Son My, Vietnam - After visiting the Chau O playground site that UniReach constructed two years ago, we spent a few hours at the site of the My Lai massacre outside of Quang Ngai. This was the site of the mass murder conducted by one unit of the US Army on March 16, 1968. Between 347 to 504 unarmed citizens of the town, all of whom were civilians and the majority of women, children (including babies) and elderly were sexually abused, beaten, and tortured.
The village was burned and a large number of the dead were piled in mass graves, including a drainage ditch which is a focal point of the site. The US military first congratulated the unit for “outstanding job” claiming that “128 Viet Con and 22 civilians were killed” during a “fierce fire fight”. A year later in March of 1969 a former member of the unit sent a letter detailing the events at My Lai to President Richard M. Nixon, the Pentagon, the State Department, the Joint Chiefs of Staff, and numerous members of Congress.

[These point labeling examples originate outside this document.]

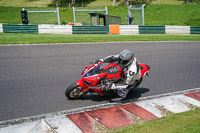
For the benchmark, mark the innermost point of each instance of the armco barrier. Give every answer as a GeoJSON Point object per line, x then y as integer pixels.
{"type": "Point", "coordinates": [89, 30]}
{"type": "Point", "coordinates": [20, 28]}
{"type": "Point", "coordinates": [177, 29]}
{"type": "Point", "coordinates": [151, 29]}
{"type": "Point", "coordinates": [128, 29]}
{"type": "Point", "coordinates": [1, 28]}
{"type": "Point", "coordinates": [55, 29]}
{"type": "Point", "coordinates": [195, 30]}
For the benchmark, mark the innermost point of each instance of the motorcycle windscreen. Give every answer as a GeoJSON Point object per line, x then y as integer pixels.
{"type": "Point", "coordinates": [93, 71]}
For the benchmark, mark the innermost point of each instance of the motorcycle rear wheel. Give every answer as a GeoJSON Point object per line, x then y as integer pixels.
{"type": "Point", "coordinates": [138, 82]}
{"type": "Point", "coordinates": [74, 91]}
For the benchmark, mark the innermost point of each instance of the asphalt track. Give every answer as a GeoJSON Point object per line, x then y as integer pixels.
{"type": "Point", "coordinates": [33, 78]}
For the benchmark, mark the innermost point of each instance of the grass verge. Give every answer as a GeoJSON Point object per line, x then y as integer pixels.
{"type": "Point", "coordinates": [187, 122]}
{"type": "Point", "coordinates": [18, 38]}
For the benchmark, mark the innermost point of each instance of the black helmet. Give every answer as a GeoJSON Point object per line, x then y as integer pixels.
{"type": "Point", "coordinates": [126, 57]}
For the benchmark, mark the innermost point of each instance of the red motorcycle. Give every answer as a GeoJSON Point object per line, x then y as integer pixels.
{"type": "Point", "coordinates": [94, 75]}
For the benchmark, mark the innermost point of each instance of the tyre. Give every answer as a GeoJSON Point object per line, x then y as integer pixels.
{"type": "Point", "coordinates": [74, 91]}
{"type": "Point", "coordinates": [138, 82]}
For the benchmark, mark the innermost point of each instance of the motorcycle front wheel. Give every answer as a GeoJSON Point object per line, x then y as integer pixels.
{"type": "Point", "coordinates": [74, 91]}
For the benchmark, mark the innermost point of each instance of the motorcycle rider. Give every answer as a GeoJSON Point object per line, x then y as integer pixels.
{"type": "Point", "coordinates": [130, 67]}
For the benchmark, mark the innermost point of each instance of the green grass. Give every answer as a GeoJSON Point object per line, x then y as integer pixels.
{"type": "Point", "coordinates": [25, 3]}
{"type": "Point", "coordinates": [13, 38]}
{"type": "Point", "coordinates": [187, 122]}
{"type": "Point", "coordinates": [154, 14]}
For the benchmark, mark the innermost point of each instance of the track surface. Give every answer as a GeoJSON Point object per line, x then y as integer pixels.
{"type": "Point", "coordinates": [33, 78]}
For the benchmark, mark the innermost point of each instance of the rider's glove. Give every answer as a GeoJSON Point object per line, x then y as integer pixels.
{"type": "Point", "coordinates": [109, 85]}
{"type": "Point", "coordinates": [97, 61]}
{"type": "Point", "coordinates": [122, 92]}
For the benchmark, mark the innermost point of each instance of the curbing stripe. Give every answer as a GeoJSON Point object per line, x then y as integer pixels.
{"type": "Point", "coordinates": [170, 103]}
{"type": "Point", "coordinates": [175, 102]}
{"type": "Point", "coordinates": [194, 95]}
{"type": "Point", "coordinates": [85, 122]}
{"type": "Point", "coordinates": [151, 107]}
{"type": "Point", "coordinates": [90, 108]}
{"type": "Point", "coordinates": [112, 117]}
{"type": "Point", "coordinates": [139, 111]}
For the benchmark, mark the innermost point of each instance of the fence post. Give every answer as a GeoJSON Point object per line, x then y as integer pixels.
{"type": "Point", "coordinates": [58, 15]}
{"type": "Point", "coordinates": [143, 14]}
{"type": "Point", "coordinates": [74, 16]}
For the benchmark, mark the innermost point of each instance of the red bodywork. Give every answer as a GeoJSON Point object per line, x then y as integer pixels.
{"type": "Point", "coordinates": [93, 74]}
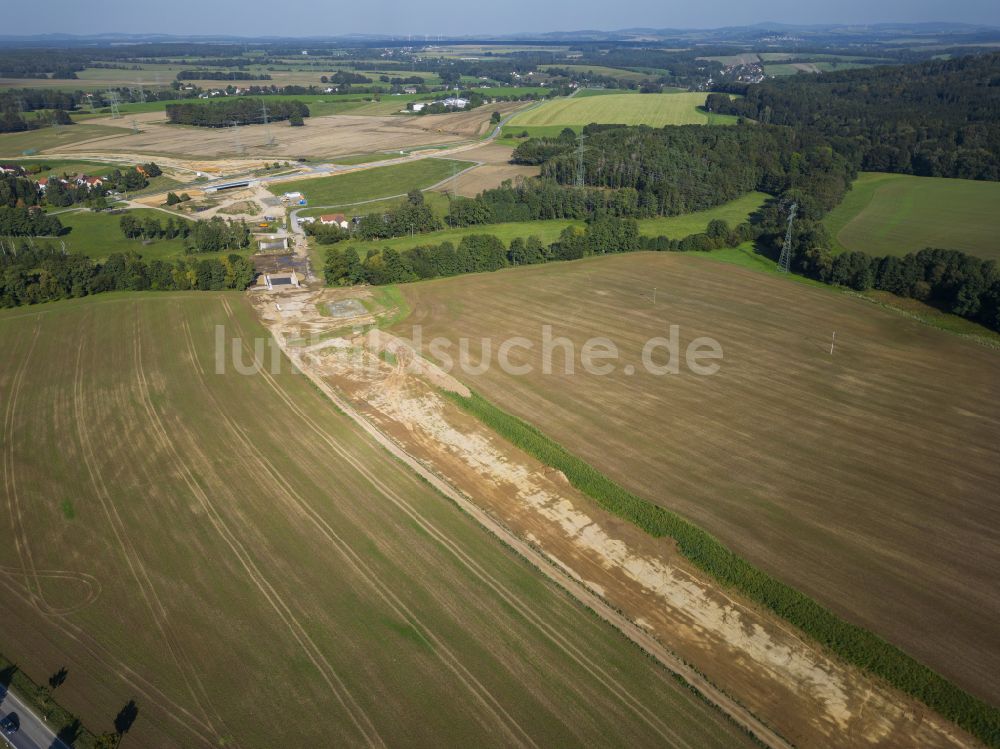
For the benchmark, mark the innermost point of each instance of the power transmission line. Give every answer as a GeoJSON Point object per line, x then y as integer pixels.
{"type": "Point", "coordinates": [113, 99]}
{"type": "Point", "coordinates": [785, 260]}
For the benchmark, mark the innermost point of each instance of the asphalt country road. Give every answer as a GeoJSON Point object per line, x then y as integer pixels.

Eventually, the platoon’s Second Lieutenant William Calley was charged with several counts of premeditated murder in September 1969, and 25 other officers and enlisted men were later charged with related crimes. All the charges were eventually dropped with the exception of Calley who was convicted of life in prison. After President Nixon allowed Calley released from prison pending an appeal, his sentence was adjusted and Lt Calley served 4 ½ months in a military prison. In November or 1969, over a year and a half after the events at My Lai, the American public learned about the massacre and trials through the pages of Time, Life and Newsweek.Learning about these events for the first time, my immediate reaction was to wonder how often these types of atrocities occurred on both sides of the conflict through the war. Although very slanted toward an anti-American sentiment, the memorial was powerful and a true testament to those innocent civilians, ages 1 to 82, who lost there lives on March 16, 1968.